How To Whip Up A Healthy Chili Con Carne
Is it just me, or is chili con carne one of those childhood favorites that just gets better with time? I became a ‘tex-mex’ addict during a teenage stint living in Germany. Surrounded by Americans, my entire family soon learned to appreciate the delight of this people-pleaser. I remember going on church camps and being served big bowls of chili out of massive and seemingly never-ending vats. And certainly never saying no to seconds.
These days I still don’t say no to seconds, but I’m happy to say the overall quality of my chili con carne is far superior to that of the ‘we can stretch it to serve 100 people’ stuff. Mind you, I had no complaints at the time!
This recipe was kindly shared by a client of mine – and has already found it’s way onto the most popular list in my kitchen. It’s a little more detailed than most of the recipes I post, but well worth the added effort – particularly when it means leftovers for the next night or for a healthy and satisfying lunch.
Fran’s Chili Con Carne – The Mix
- 1-2 tablespoons refined coconut oil (refined so it doesn’t taste like coconut, but make sure it’s organic)
- 1 brown onion, halved and finely chopped
- 2 crushed garlic cloves
- 2 medium carrots
- 1 capsicum
- 3 celery sticks
- 1 tablespoon ground cumin
- 1 tablespoon ground coriander
- 2 teaspoons cayenne pepper (optional)
- 600-700 grams organic beef mince
- 1 teaspoon worcestershire sauce
- 400 gram can Italian diced tomatoes (or dice your own fresh tomatoes)
- 1/2 cup red wine
- 1/2 cup tinned red lentils or kidney beans
- 2-3 small red chillies
- Organic sea salt and freshly ground black pepper
- 1 cinnamon stick
- 2 tablespoons fresh coriander (leaves and stems)
Putting It Together
Heat the coconut oil over medium-high heat.
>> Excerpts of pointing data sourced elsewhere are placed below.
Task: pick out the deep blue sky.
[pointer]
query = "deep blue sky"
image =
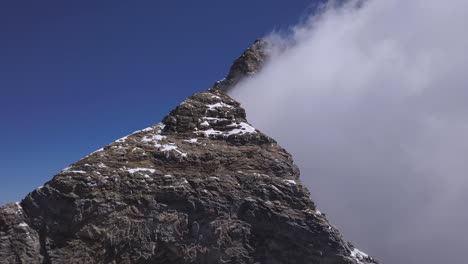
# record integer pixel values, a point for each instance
(76, 75)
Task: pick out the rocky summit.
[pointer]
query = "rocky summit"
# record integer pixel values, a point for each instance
(202, 186)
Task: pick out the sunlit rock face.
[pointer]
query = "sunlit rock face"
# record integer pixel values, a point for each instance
(202, 186)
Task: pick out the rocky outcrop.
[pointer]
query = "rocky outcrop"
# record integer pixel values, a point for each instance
(202, 186)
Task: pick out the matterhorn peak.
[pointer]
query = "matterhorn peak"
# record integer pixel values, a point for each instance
(201, 186)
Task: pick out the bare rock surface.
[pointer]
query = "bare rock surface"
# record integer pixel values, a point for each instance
(202, 186)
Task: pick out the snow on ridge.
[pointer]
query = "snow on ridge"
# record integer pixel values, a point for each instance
(192, 140)
(358, 255)
(133, 170)
(244, 129)
(290, 182)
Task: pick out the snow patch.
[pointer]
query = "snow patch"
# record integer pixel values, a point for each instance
(140, 169)
(192, 140)
(290, 182)
(244, 128)
(358, 255)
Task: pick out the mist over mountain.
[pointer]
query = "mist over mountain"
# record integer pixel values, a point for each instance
(202, 186)
(371, 97)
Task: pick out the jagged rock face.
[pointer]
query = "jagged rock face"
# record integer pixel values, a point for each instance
(202, 186)
(247, 64)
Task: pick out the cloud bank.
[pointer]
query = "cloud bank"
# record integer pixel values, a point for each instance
(371, 98)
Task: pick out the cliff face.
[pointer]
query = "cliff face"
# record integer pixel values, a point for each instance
(202, 186)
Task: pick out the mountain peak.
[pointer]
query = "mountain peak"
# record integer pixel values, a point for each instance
(202, 186)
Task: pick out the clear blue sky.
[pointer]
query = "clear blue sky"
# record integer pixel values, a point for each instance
(76, 75)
Try to avoid using a non-stick pan as the teflon will invade and toxify your food. Add the onion and garlic, and cook until onion is soft. Next, add the ground herbs, pepper and chili. Stir for about a minute. Throw in the mince meat and continue to stir with a wooden spoon. Be sure to break up any lumps. Pour in the wine, add the worcestershire, and cover for around 5 minutes. Sneak a little wine for yourself -especially if it’s Spanish red wine; renowned for its extremely high levels of resveratrol, which is a wonderful anti-aging antioxidant and is also helpful for detoxifying fat stores around your legs and butt.
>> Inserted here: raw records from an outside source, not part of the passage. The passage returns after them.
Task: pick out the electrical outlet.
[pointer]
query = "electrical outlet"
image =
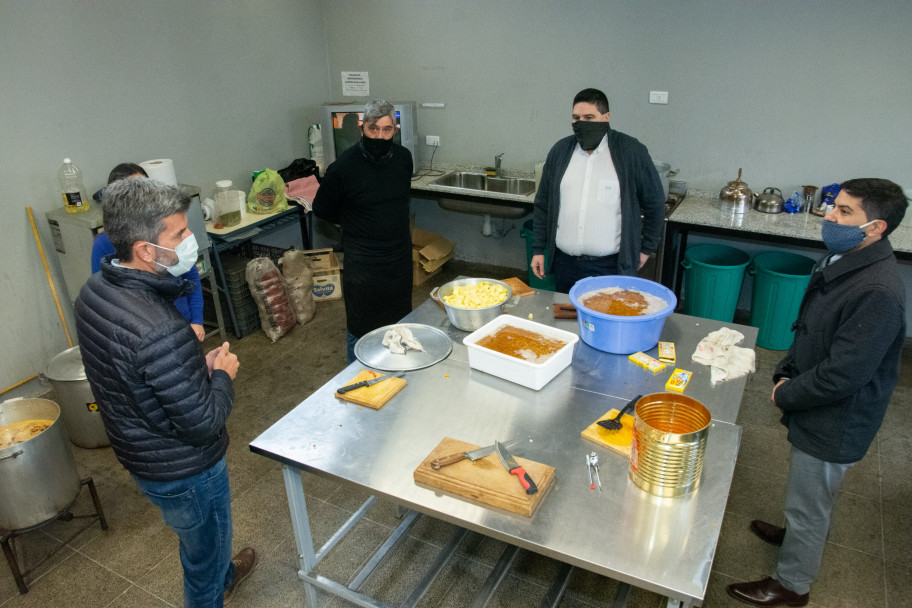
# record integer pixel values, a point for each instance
(658, 97)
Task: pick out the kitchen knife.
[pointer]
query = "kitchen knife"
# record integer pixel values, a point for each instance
(473, 455)
(515, 469)
(363, 383)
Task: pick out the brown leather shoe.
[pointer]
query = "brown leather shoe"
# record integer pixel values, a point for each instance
(244, 563)
(768, 532)
(767, 592)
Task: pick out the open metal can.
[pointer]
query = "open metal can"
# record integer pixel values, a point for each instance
(669, 440)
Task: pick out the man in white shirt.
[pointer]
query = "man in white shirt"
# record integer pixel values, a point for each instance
(600, 204)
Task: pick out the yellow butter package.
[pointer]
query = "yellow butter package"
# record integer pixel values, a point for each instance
(644, 360)
(678, 380)
(666, 352)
Uncover, and add the tomatoes, the cinnamon stick, the fresh coriander, and the red lentils. Reduce heat to medium and simmer for around 20-25 minutes – enough time for your chili con carne to thicken. Stir occasionally, in between finely chopping the carrots, celery, and capsicum. Remove from heat and stir through the veg, before tasting and adding sea salt and pepper to enhance.
Return to heat for a further 10-15 minutes, keeping on a low simmer. Serve with a fresh green salad – and don’t forget to take out the cinnamon stick! This dish should serve 2-4 people (depending on whether you’re as greedy for seconds as I am!), so keep that in mind and adjust accordingly if you’d like leftovers. I say if you’re going to go to the trouble of cooking, you might as well make enough to tide you over for a day or so. Besides which, I find that this sort of dish really reaches its peak on the second day – enough time for all those yummy flavors to well and truly blend.
You can freeze this dish for up to one month – just place in an airtight container or glad bags (be sure to allow to fully cool in the pot before transferring to plastic, which will release harmful toxins and cause hormonal imbalance). After packaging, label, date, and freeze. To thaw, simply leave in fridge overnight. This makes the best quick and easy dinners on a Monday when you don’t want to think – could it get any easier than heat and serve after having done all the hard work on another day?!